While Lauren tests and strengthens her leadership skills and emerges more competent than ever, she pays a high personal cost. Lauren watches as her partner and some of her dearest friends die senseless deaths and has her infant child taken away. As a result of this trauma, she shuts down some of her emotions, becoming cold, reserved, and almost obsessively fixated on the future of Earthseed. This character development reflects a response to trauma, similar to how Marcus became a zealous devotee of Christian America to cope with his own experience of enslavement. These respective coping mechanisms raise questions about how the text portrays the legitimacy of any religious belief system, since individuals primarily grasp onto these teachings after encountering devastating loss and personal trauma.

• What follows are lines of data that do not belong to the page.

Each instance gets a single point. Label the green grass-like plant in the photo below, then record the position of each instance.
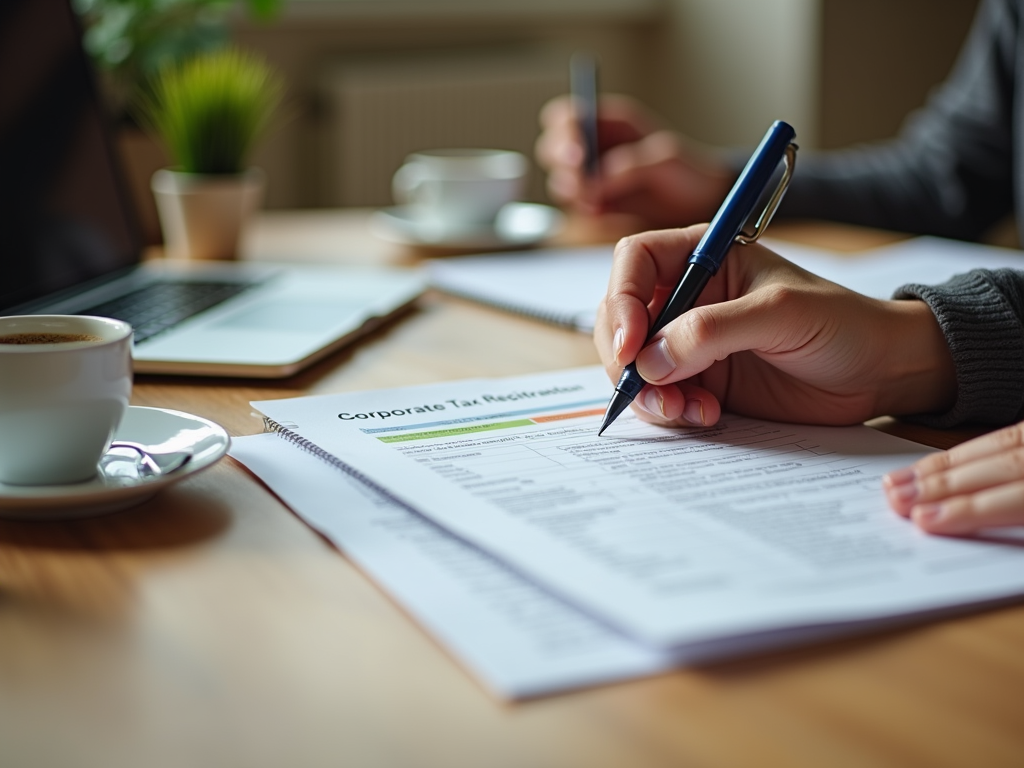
(211, 110)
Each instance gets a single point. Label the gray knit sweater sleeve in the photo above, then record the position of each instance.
(981, 314)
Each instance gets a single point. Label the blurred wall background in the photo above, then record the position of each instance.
(371, 80)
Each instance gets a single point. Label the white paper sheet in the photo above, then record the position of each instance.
(678, 538)
(519, 640)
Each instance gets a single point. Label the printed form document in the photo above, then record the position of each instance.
(688, 541)
(518, 639)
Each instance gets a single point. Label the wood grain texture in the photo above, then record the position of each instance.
(210, 628)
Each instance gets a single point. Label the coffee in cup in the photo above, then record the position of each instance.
(65, 386)
(458, 190)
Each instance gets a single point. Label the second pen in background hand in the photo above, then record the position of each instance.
(726, 228)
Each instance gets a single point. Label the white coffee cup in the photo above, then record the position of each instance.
(460, 188)
(65, 385)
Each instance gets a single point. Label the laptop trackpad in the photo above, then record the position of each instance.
(283, 315)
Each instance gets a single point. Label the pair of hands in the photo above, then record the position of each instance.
(770, 340)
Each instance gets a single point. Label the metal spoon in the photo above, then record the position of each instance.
(153, 463)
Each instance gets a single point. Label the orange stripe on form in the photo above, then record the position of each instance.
(560, 417)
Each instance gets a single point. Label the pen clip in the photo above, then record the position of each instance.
(776, 198)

The landslide that wipes out the central control unit and makes the uprising at Camp Christian possible functions as a powerful metaphor for the natural world and the consequences of not caring for it. Much of the hardship facing America in the novel’s dystopian setting is connected to climate change and the violence and social collapse that arose as resources became harder to obtain. Likewise, as the Christian America leaders establish their camp, they pay no attention to the natural environment, and they eventually suffer the consequences of that carelessness and lack of future planning. In contrast, Earthseed strives for a sustainable future.
While Lauren and her followers are attuned to the rhythms and cycles of the natural world, they are also able to adapt to change and demonstrate resilience, just as nature can perpetually renew and regenerate itself. As the former Acorn community burns to the ground and the Earthseed followers scatter in different directions, what could be a moment of total loss becomes a moment of regenerative potential. As the names Acorn and “seed” suggest, Lauren’s teachings and belief systems are designed to take root and grow; they can be carried to different places, and they will propagate and thrive.